PRESIDENT Ferdinand R. Marcos, Jr. ruled out the implementation of a total border closure with China amid its rising Covid-19 cases.
Instead, he said the government may impose restrictions to minimize the risk of Covid-affected travellers from China from spreading infection in the country.
“As long as it’s based on science and we feel that there’s a need, we will do it.
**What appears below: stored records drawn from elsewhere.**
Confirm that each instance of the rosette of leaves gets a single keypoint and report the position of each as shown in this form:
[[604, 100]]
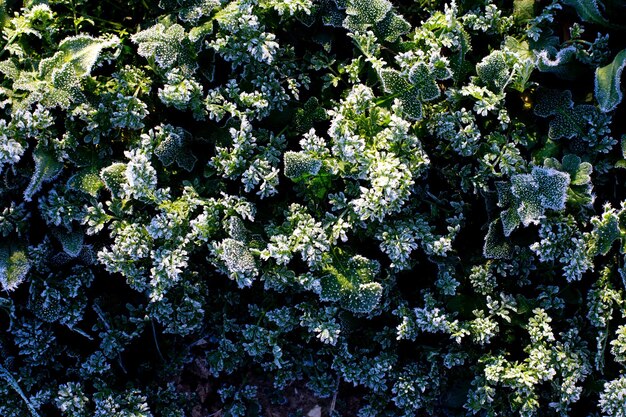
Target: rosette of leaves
[[580, 188], [568, 120], [412, 91], [607, 228], [529, 195], [349, 281], [14, 266], [57, 82], [376, 15]]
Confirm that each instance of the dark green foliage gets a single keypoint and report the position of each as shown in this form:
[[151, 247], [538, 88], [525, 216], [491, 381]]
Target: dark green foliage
[[408, 209]]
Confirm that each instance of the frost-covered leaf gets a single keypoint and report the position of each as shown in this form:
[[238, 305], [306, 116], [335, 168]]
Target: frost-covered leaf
[[14, 266], [552, 186], [510, 220], [496, 245], [82, 51], [392, 27], [86, 180], [493, 70], [173, 147], [589, 11], [421, 86], [606, 231], [72, 241], [114, 178], [569, 120], [349, 281], [167, 46], [299, 164], [424, 82], [363, 13], [47, 167], [607, 83]]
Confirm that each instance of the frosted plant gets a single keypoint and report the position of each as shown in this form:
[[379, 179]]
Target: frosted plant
[[612, 398], [140, 175], [238, 260]]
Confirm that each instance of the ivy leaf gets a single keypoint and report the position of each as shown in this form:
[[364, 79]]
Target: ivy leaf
[[47, 168], [607, 83], [14, 266]]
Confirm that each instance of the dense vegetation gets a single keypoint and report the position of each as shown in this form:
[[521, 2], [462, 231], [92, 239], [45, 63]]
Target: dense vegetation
[[410, 208]]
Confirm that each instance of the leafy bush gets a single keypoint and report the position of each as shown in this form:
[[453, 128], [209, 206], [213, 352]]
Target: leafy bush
[[405, 209]]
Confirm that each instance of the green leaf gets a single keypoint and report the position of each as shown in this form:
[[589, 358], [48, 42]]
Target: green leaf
[[114, 177], [86, 180], [607, 85], [82, 51], [589, 11], [606, 231], [14, 266], [392, 27], [496, 245], [349, 281], [299, 165], [47, 167], [493, 71], [72, 242]]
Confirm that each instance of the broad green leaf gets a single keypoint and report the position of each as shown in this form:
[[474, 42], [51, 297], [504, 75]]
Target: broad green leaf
[[14, 266], [82, 51], [496, 245], [86, 180], [47, 167], [589, 11], [607, 86], [349, 281]]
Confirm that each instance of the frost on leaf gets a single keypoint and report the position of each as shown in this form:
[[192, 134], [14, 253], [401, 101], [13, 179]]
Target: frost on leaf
[[173, 147], [72, 241], [569, 120], [375, 14], [420, 86], [114, 178], [496, 245], [87, 181], [606, 230], [580, 191], [59, 76], [238, 260], [47, 167], [493, 71], [166, 46], [607, 83], [14, 266], [530, 195], [299, 164], [349, 280]]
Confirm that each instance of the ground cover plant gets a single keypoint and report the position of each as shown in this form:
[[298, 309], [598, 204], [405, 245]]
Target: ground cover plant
[[389, 208]]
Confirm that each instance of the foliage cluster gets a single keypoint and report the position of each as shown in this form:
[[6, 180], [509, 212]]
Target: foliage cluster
[[423, 200]]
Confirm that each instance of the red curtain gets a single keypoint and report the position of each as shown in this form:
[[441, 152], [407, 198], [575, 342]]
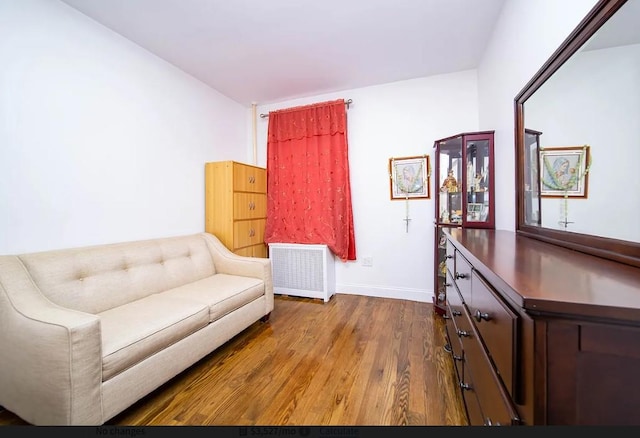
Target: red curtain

But again, it depends on what the true risk is to us,” Marcos said.
“I’m sure we can find a way to—not completely close our borders to China but to find a way to have a procedure so that those coming from China who may have been exposed or who may have been infected will be tested,” he added.
The President made the statement after the Department of Transportation (DOTr) said stricter travel requirements may be imposed for travellers from China.
Several countries such as Japan and India have already imposed such measures after the Chinese government announced it will allow its citizens to travel abroad on January 8, 2023.
There has been a reported surge in Covid-19 infections in China after Beijing eased its zero-Covid protocols.
With this in mind, the Department of Foreign Affairs (DFA) said members of the official delegates who will accompany the President during his State Visit to China next week, will undergo testing before returning to the country.
Foreign Affairs Assistant Secretary Neal Imperial said those who will test positive for Covid-19 must stay at a special isolation facility until they recover.
But he said they hope none of the members of the delegation will become infected since all precautions will be enforced during the visit.
“We have received assurances from our Chinese hosts that all arrangements are being made to ensure the safety of the President and his delegation during the visit. And the bubble arrangement has been agreed for the Philippine delegation to minimize the risk of exposure to the virus,” Imperial said in a press conference.
Among the precautions will be for the President to skip his meeting with the Filipino community in China in line with protocols of the Chinese government.
“It’s too bad but we have to follow the Covid protocols there in China. So, there cannot be any big gatherings, which is usually what the President does; when he goes overseas he meets the Filipino community in big gatherings,” Imperial said.
Imperial said the President will push through with the visit due to the pending business and bilateral agreements set to be signed upon his arrival in China.